Re: Sharon Gans: New York Group
Date: June 19, 2010 01:59PM
The group could easily disband once Sharon retires or dies.
I’ve been out of the Boston branch of School for several years, but before I left I thought Robert was getting burnt out on the whole esoteric scene. And the younger teachers in Boston lack the charisma to keep the group going. It might be different in New York, but I doubt it.
Over the course of years, Robert stopped attending classes for long periods of time that would span several months, maybe even a year or two. The junior teachers leading the classes would bring up (in ominous tones, no less) the possibility of classes disbanding, and tell us not to take the School for granted. I believe some of Robert’s absences were due to health issues, but some of them, I think, were because he just wanted a break from it all.
Robert would frequently complain and berate us older students about how terrible and uninspiring we looked during class. (Probably 90 percent of us were just counting the minutes for class to end so we could go home and get some sleep! …and he knew it). I’m sure Robert did not want to be there, and could easily think of a dozen other things he’d rather be doing.
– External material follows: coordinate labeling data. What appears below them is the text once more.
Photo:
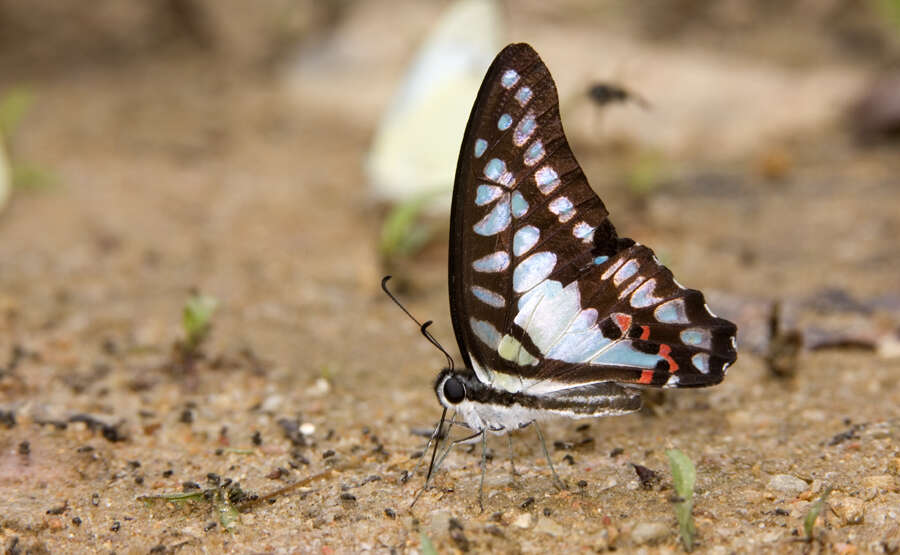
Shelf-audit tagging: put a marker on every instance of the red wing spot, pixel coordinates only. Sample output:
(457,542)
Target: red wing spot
(664,351)
(623,321)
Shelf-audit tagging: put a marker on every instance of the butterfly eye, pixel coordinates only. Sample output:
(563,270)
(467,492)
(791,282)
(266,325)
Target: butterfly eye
(454,391)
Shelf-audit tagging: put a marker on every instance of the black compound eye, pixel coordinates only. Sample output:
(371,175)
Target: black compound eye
(454,391)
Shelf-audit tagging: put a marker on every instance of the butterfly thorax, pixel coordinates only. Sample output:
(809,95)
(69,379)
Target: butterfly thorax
(483,407)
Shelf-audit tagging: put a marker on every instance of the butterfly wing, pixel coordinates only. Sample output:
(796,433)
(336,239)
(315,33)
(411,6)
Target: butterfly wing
(544,295)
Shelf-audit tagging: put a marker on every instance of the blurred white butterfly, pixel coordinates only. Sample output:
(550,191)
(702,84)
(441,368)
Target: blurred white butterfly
(416,145)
Robert would spend inordinate amounts of time rewriting and rehearsing lectures for the series. He would get so run down he would get physically sick and the lectures would have be postponed until he got better. It seems that no one has his knack for taking somewhat factual material and giving it enough spit, polish, and spin to convince the naive recruits of their unbelievable good fortune at being invited to join such a special and unique group. As Robert gets older, his drive and stamina will only diminish. He’ll want to spend more time in Florida and less time in Boston and New York. Certainly less time working on lectures. And whatever ails him will only get worse as the years go by.
In Boston, the student population is aging, and I’m sure it must be the same in New York. Most of the older group falls in the 50 -60 year age range right now, with a good number of students over 60. My sense is many of them do not have the financial means to stay in school during their retirement years. Paying tuition on time has always taken precedence over saving for retirement. And if you were fortunate enough to be able to save something after paying all the regular tuition and class fees, you would be asked for more money for special projects. And if students can’t pay, they can’t stay….Right?
Many of my fellow classmates had some mysterious illnesses that are most likely stem from the lack of sleep and a weakened immune system. As the group ages, these illnesses and others will increase and further reduce the number of students. When I left, there were few students in the younger Boston class below 40, so I doubt there are enough young and able bodied students to rise up the ranks. And as the average age of students goes up, it will become harder to attract younger and more energetic new students.
I’ve heard that School is having a hard time recruiting, and the pressure is intense to get new students in the door. This poses several problems for the continuation of School. Students on the fence about the group will finally get fed up with the oppressive recruiting pressures and decide to leave. And without the results to puff up their egos, even the best recruiters will inevitably get tired of the relentless quest for new students and decide to spend more time painting, acting or being with their kids. They may stick around for classes, but will lose their enthusiasm for “adding new people to their list” and having all those endless meetings. As more students leave or slow down, it forces the rest of the students to question why they’re sticking around. A mass exodus is possible.
And for the younger class, it’s got to be disheartening to see the newest students leave after the free eight class experiment ends. … If any new recruits are making it that far these days! The older class has already stagnated from the lack of new blood, and it’s most likely happening in the younger class as well.
And if someone is foolish enough to join this group, there are plenty of red flags signaling the need for extreme caution. All the rules and secrecy, veiled as “protecting privacy”, the emphasis on not using the internet, the solicitous attention of their sustainer, Xeroxed copies of books and lectures handed to them without an author’s name so you can’t find the group’s history by looking up “Gurdgieff “or “Fourth Way School”, among other things. Of course, there are the lies you tell to family and friends about where you go on Tuesday and Thursday nights. And don’t forget the emphasis on tuition, not missing classes, and always telling the truth to your teachers. Isn’t it bizarre how no one disagrees with the teachers, or how obsequious and pandering everyone is around them? There must be dozens of tip offs that something’s wrong with this group.
And I’m sure at the back of their mind, every new student wonders if the group is a cult or not. The teachers and sustainers will never know when new students start doing some online investigating. The new students can’t help themselves, and inevitably they find enough material to convince them to leave.
There are enough loyal and diehard students for School to limp along for awhile, but eventually it’s going to just run out of steam and die. If I were Robert or Fred, I would stop now while I still have some vigor and energy left. They could finally have some time to themselves, and pursue the perfect tan or the perfect starlet, or whatever else makes them happy. It’s clearly not looking at their students, sitting in their little circle, for class, after class, after class, after endless class.
But I have a different view from the outside, and more freedom. I am one of many ex-students who woke up and had the courage to leave. We care deeply for those that are still in, and I would imagine the current students care and wonder about us, too. Please know that it’s so good to be out, so freeing, so wonderful. We wish everyone inside could discover this joy for themselves.